(Headline USA) Just two witnesses, both law enforcement officials, testified before the federal grand juries that indicted Jeffrey Epstein and his former girlfriend Ghislaine Maxwell on sex trafficking charges, Justice Department officials said in support of their request to unseal transcripts of the usually secret proceedings. Only one of the witnesses, an FBI agent, testified during the Epstein proceedings.
Moreover, no victims were called to testify. According to the DOJ, Epstein had over 1,000 victims.
In a court filing late Tuesday, the officials again urged the court to release the records, citing huge public interest, but they also sought to assure the judges that making them public wouldn’t harm victims of the couple’s crimes.
While the memo didn’t detail what was in the grand jury testimony, it dampened expectations that the transcripts would contain new revelations, saying that “certain aspects and subject matters” contained in them became public during Maxwell’s trial in 2021 and that other details have been made public through many years of civil lawsuits filed by victims.

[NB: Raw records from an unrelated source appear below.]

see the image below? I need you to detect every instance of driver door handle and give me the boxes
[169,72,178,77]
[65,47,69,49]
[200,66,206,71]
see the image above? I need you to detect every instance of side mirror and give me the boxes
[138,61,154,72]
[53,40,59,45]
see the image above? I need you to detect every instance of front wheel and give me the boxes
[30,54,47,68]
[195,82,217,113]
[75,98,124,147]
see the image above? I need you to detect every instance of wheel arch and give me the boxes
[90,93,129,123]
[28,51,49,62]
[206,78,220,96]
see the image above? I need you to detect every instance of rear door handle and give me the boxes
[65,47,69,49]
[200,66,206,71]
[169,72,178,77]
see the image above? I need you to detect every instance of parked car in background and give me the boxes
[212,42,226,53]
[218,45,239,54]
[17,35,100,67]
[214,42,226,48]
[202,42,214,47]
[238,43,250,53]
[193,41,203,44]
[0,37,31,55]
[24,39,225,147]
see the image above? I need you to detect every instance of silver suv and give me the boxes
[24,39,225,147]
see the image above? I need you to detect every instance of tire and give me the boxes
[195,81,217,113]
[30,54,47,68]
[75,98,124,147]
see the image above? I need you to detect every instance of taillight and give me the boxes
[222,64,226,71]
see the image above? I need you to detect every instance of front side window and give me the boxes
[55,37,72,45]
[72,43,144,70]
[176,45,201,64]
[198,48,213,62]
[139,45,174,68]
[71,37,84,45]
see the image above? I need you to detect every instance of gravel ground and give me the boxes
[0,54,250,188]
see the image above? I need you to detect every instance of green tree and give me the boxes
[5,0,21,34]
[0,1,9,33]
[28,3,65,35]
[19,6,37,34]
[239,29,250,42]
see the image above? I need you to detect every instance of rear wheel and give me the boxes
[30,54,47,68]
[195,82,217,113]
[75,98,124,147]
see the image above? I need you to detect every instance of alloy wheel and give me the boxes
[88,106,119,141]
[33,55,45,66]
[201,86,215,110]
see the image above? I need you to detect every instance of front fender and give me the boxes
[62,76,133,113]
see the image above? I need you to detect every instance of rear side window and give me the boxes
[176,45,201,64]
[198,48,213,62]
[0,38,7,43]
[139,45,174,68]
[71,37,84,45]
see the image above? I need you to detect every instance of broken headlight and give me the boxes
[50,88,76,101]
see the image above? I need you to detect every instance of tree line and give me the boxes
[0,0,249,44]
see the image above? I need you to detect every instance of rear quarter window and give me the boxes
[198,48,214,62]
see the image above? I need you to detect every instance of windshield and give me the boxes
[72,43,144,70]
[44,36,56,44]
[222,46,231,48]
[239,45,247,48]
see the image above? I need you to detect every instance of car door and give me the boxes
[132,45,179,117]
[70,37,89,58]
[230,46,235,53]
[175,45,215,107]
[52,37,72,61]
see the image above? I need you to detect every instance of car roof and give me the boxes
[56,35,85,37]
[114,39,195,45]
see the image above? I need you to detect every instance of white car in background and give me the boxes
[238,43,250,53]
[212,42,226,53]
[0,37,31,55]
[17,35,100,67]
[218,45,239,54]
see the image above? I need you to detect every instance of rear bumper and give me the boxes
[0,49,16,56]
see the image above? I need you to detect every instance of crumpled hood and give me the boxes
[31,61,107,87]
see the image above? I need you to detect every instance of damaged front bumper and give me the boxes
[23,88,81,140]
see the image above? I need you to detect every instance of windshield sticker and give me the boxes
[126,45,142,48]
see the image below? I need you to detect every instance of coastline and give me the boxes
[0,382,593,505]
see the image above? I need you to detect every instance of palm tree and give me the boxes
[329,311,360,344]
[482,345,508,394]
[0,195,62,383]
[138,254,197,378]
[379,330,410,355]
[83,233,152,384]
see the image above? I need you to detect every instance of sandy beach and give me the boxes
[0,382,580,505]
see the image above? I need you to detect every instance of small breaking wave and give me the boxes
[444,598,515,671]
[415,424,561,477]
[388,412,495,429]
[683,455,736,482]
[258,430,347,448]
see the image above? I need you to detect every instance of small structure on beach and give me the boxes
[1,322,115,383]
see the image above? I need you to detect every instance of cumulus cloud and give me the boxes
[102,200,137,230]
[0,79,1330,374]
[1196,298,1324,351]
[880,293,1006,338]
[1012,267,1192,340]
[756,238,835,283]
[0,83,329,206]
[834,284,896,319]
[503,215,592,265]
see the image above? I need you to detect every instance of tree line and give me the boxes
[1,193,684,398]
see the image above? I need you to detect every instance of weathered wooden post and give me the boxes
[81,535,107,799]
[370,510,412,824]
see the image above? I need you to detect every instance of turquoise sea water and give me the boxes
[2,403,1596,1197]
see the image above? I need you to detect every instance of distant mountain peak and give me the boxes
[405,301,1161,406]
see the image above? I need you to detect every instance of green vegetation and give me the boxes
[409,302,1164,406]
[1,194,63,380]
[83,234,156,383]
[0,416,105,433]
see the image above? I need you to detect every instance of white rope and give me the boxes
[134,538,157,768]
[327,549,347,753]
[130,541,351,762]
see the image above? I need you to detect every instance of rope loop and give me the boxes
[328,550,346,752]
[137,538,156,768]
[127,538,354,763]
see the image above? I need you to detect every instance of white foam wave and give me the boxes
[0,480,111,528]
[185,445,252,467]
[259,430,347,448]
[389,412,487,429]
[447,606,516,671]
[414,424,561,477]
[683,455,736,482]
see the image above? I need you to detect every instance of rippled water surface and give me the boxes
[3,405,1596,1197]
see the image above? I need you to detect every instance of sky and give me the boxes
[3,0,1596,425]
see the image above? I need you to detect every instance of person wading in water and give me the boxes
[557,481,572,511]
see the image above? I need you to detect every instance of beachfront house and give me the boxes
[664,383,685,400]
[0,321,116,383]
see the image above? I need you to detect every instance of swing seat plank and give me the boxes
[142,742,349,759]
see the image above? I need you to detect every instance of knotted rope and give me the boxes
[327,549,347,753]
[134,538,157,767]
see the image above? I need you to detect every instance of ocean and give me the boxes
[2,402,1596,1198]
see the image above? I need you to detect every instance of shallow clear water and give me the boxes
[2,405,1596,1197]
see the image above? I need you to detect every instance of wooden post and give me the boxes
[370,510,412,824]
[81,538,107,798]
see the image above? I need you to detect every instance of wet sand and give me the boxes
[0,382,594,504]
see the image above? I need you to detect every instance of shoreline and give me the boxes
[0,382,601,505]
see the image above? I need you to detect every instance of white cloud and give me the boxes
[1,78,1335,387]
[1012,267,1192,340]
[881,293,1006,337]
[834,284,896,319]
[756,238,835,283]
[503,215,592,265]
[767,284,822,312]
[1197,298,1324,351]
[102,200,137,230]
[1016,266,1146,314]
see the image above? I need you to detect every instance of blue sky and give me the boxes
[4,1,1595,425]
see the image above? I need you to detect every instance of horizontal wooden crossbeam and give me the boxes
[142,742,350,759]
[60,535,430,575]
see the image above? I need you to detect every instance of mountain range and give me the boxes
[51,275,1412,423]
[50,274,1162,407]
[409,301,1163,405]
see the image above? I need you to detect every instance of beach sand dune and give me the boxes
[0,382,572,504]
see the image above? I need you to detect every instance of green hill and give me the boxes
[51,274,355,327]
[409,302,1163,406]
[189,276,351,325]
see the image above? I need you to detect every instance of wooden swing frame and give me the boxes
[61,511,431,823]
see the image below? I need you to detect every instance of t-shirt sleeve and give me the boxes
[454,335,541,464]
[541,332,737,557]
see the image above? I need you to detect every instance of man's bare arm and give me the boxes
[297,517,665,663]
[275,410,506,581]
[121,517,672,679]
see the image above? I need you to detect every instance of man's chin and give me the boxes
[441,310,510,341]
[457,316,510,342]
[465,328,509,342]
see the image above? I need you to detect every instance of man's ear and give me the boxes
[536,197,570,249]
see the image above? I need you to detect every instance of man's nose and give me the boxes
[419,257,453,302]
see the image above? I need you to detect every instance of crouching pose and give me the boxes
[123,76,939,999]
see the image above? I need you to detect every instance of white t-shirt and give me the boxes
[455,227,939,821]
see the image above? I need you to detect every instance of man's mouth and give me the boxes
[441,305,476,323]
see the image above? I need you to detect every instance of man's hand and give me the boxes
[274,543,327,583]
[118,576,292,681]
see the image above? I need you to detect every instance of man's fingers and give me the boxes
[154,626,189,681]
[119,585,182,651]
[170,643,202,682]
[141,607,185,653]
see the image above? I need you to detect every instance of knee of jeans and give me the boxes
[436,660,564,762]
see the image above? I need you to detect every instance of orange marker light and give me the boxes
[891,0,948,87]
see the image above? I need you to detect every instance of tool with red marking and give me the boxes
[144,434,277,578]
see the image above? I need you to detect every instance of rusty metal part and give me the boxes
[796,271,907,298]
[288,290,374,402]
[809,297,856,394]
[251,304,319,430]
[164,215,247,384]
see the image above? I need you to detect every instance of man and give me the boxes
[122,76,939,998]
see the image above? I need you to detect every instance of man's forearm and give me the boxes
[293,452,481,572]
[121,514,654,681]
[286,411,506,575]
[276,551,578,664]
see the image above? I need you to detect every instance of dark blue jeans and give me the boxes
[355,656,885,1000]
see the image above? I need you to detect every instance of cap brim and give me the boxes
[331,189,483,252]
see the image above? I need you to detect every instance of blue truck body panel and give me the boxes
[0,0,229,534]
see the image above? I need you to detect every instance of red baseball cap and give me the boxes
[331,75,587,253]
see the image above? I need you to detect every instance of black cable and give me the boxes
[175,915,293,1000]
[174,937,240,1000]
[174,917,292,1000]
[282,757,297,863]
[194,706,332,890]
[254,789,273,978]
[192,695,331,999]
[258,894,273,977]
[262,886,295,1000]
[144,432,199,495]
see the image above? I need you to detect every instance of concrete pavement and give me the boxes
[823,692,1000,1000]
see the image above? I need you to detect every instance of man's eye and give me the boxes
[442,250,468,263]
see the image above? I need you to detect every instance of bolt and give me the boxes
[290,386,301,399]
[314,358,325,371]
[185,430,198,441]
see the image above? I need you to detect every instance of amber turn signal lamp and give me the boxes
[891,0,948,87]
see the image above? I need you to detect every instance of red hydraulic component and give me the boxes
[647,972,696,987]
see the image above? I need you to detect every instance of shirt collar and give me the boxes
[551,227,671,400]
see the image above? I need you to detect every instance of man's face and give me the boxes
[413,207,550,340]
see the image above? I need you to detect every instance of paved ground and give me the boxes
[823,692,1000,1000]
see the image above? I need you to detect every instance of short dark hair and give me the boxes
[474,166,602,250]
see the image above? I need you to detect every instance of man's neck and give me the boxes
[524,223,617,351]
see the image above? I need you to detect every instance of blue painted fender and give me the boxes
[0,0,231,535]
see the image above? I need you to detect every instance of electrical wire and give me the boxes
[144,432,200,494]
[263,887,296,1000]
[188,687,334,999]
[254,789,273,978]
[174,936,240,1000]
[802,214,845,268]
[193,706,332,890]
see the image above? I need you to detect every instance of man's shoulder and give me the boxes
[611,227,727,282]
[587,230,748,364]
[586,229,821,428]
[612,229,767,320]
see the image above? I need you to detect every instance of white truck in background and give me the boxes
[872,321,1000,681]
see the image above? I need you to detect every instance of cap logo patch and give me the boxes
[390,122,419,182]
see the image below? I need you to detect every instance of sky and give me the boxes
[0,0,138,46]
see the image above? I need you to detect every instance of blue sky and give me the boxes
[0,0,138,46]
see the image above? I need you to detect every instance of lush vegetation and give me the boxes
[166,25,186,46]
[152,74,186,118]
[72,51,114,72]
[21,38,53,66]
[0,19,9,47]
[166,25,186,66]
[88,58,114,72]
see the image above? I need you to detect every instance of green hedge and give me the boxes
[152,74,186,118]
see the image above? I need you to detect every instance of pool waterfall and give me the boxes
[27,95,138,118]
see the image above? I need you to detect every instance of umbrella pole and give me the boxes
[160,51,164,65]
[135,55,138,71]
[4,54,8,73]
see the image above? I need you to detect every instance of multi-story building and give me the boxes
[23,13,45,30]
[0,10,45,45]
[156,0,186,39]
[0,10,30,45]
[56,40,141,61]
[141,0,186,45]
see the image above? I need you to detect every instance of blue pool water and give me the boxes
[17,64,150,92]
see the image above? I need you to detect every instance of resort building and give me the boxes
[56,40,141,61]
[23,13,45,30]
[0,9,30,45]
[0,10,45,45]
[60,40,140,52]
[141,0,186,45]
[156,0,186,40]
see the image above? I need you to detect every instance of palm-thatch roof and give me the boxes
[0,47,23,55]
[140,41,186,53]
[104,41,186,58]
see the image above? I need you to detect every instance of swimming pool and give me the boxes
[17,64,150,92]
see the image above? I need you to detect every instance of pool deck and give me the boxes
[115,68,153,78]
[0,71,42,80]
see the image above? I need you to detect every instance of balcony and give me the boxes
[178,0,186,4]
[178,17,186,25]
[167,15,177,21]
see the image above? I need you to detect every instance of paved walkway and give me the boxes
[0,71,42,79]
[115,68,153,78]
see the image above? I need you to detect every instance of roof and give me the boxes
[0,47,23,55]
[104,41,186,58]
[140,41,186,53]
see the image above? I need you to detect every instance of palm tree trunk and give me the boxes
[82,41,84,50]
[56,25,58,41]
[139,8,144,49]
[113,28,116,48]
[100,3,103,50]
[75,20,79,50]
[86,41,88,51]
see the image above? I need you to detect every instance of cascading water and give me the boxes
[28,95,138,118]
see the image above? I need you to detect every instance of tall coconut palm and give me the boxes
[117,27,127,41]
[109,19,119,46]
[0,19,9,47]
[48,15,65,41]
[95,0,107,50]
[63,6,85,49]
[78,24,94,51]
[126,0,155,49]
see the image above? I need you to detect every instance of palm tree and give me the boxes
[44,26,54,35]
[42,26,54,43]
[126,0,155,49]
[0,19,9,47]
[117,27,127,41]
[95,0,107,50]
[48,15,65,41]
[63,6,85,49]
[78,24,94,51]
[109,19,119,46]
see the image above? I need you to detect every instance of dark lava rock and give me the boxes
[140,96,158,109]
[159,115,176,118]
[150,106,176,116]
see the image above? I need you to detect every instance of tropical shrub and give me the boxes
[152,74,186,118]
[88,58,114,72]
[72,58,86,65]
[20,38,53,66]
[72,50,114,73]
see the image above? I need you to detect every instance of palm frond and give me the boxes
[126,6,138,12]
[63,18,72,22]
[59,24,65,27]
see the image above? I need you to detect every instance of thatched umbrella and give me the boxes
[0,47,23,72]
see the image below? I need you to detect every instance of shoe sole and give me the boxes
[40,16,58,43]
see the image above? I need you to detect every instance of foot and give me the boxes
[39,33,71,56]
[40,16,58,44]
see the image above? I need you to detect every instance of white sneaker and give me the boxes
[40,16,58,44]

The Justice Department described the grand jury witnesses in response to questions from two judges who would have to approve the release of the transcripts. Grand jury transcripts are rarely released by courts, unless they need to be disclosed in connection with a judicial proceeding. The papers filed Tuesday cite a 1997 2nd U.S. Circuit Court of Appeals ruling that said judges have wide discretion and public interest alone can justify releasing grand jury information.
The Epstein grand jury heard from just one witness, an FBI agent, when it met in June and July 2019, the government disclosed. The Maxwell grand jury heard from the same FBI agent and a New York Police Department detective when it met in June and July 2020 and March 2021, according to the submission.
The memorandum was signed by Jay Clayton, the interim U.S. attorney for the Southern District of New York, and included the names of Attorney General Pam Bondi and Deputy Attorney General Todd Blanche.
The 2019 grand jury in New York appears to be a similar travesty to what took place with Epstein in Palm Beach in 2006, when state prosecutors only called two out of over a dozen victims to testify. As a result, Epstein was slapped on the wrist with procuring a child for prostitution and of soliciting a prostitute. He received what’s been widely described as a “sweetheart deal,” which saw him serve 13 months in a county jail.
Epstein was housed in a private wing of the Palm Beach County Stockade, and was reportedly allowed to leave the jail on “work release” for up to 12 hours a day.
After the Miami Herald published an expose on Epstein and his non-prosecution agreement in late 2018, Epstein was arrested again on July 6, 2019, on federal charges for the sex trafficking of minors in Florida and New York. Those charges stemmed from the grand jury where no victims testified.